According to UBS, hedge funds are showing more interest in UK banks due to their attractive valuations, high return on tangible equity (ROTE), accelerating loan growth, improving deposit mix, and structural hedge benefits.
These factors position UK domestic banks to deliver the fastest revenue growth among European banks over the next couple of years.
UBS has identified Barclays PLC (LON:BARC), NatWest Group PLC (LON:NWG), and Paragon Banking Group PLC (LON:PAGPA) as top picks among domestic banks, while maintaining a neutral stance on HSBC Holdings PLC (LON:HSBA) and a buy rating on Standard Chartered PLC (LON:STAN) heading into third-quarter earnings, which are expected to continue positive trends seen in the second quarter.
Investor sentiment remains cautious ahead of the budget, with uncertainty about how the UK government will address a fiscal gap estimated between £10 billion and £30 billion. UBS anticipates a modest increase in bank taxation, potentially raising the bank surcharge from 3% to 5%, which banks would likely pass on to customers.

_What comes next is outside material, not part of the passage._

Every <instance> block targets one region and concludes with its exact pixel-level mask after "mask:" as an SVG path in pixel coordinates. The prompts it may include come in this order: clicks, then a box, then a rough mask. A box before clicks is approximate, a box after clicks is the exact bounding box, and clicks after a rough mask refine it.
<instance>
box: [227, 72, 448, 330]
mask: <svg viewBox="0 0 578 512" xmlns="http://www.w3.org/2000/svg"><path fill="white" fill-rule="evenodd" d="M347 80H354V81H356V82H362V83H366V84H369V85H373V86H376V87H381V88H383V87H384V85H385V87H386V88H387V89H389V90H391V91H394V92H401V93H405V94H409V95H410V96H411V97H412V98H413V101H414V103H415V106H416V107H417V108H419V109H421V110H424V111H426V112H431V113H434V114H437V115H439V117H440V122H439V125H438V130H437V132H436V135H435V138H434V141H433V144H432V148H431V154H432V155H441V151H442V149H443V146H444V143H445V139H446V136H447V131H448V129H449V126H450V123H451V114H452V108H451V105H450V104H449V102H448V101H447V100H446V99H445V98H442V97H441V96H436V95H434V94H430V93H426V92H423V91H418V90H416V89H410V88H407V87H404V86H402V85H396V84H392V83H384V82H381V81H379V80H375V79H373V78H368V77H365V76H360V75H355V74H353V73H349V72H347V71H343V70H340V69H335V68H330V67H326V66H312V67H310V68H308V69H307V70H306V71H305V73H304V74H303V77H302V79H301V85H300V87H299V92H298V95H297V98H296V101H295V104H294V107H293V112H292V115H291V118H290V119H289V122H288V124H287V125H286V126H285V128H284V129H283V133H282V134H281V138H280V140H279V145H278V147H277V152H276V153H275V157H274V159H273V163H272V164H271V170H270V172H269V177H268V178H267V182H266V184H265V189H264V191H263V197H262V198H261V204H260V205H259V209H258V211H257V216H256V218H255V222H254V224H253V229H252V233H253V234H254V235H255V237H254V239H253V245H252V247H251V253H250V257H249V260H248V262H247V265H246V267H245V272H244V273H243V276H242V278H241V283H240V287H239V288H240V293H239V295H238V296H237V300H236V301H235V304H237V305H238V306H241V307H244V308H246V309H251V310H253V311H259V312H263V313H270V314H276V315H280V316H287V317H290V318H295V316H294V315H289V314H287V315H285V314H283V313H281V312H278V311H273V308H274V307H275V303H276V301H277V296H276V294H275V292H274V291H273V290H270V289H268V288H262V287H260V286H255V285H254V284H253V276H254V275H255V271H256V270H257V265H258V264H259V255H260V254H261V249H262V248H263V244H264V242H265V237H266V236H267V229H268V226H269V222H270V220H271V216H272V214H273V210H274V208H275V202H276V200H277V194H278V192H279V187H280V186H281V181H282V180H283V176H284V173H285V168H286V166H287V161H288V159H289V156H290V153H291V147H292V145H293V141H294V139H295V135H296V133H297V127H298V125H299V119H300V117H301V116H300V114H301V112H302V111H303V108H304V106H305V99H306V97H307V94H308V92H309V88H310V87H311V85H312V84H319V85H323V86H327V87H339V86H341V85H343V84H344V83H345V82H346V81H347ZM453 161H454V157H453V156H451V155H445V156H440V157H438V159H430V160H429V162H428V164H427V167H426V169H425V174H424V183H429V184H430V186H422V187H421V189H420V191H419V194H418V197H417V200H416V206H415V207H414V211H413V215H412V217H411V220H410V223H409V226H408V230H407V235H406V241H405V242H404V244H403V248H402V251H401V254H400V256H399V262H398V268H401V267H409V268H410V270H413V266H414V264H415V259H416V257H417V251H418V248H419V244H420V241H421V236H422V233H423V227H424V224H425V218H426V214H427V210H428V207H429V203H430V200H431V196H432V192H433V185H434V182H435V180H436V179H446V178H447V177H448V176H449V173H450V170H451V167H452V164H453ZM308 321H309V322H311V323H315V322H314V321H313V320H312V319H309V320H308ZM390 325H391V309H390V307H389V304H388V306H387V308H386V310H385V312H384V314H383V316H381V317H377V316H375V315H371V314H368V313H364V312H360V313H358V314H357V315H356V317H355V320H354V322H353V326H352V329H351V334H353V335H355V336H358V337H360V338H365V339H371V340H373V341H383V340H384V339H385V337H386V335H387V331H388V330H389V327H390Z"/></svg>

The investment bank believes the government views a vibrant financial services sector as crucial for addressing sluggish growth and the country’s large financing gap, making wholesale changes to bank taxation unlikely.
However, UBS expects a slower mortgage market from September to November due to uncertainty around potential changes to stamp duty and landlord taxation.
Despite these challenges, UBS forecasts strong earnings growth for UK banks, with earnings per share projected to increase 4% to 19% in fiscal year 2025, 27% in 2026, and 6% to 17% in 2027. This growth will be driven by accelerating loan growth, improving deposit mix, hedge benefits, and operating leverage.
UBS projects average ROTEs of 14.7% to 15.0% over the next three years (excluding motor provisions), which should deliver an attractive distributed yield of 8.5% to 9.2% from fiscal year 2025 to 2027.
Valuation-wise, UK domestic banks are trading at 7.9x and 7.1x fiscal year 2026 and 2027 earnings per share, while international banks are at 9.3x and 8.6x, compared to the European bank sector average of 9.2x and 8.3x.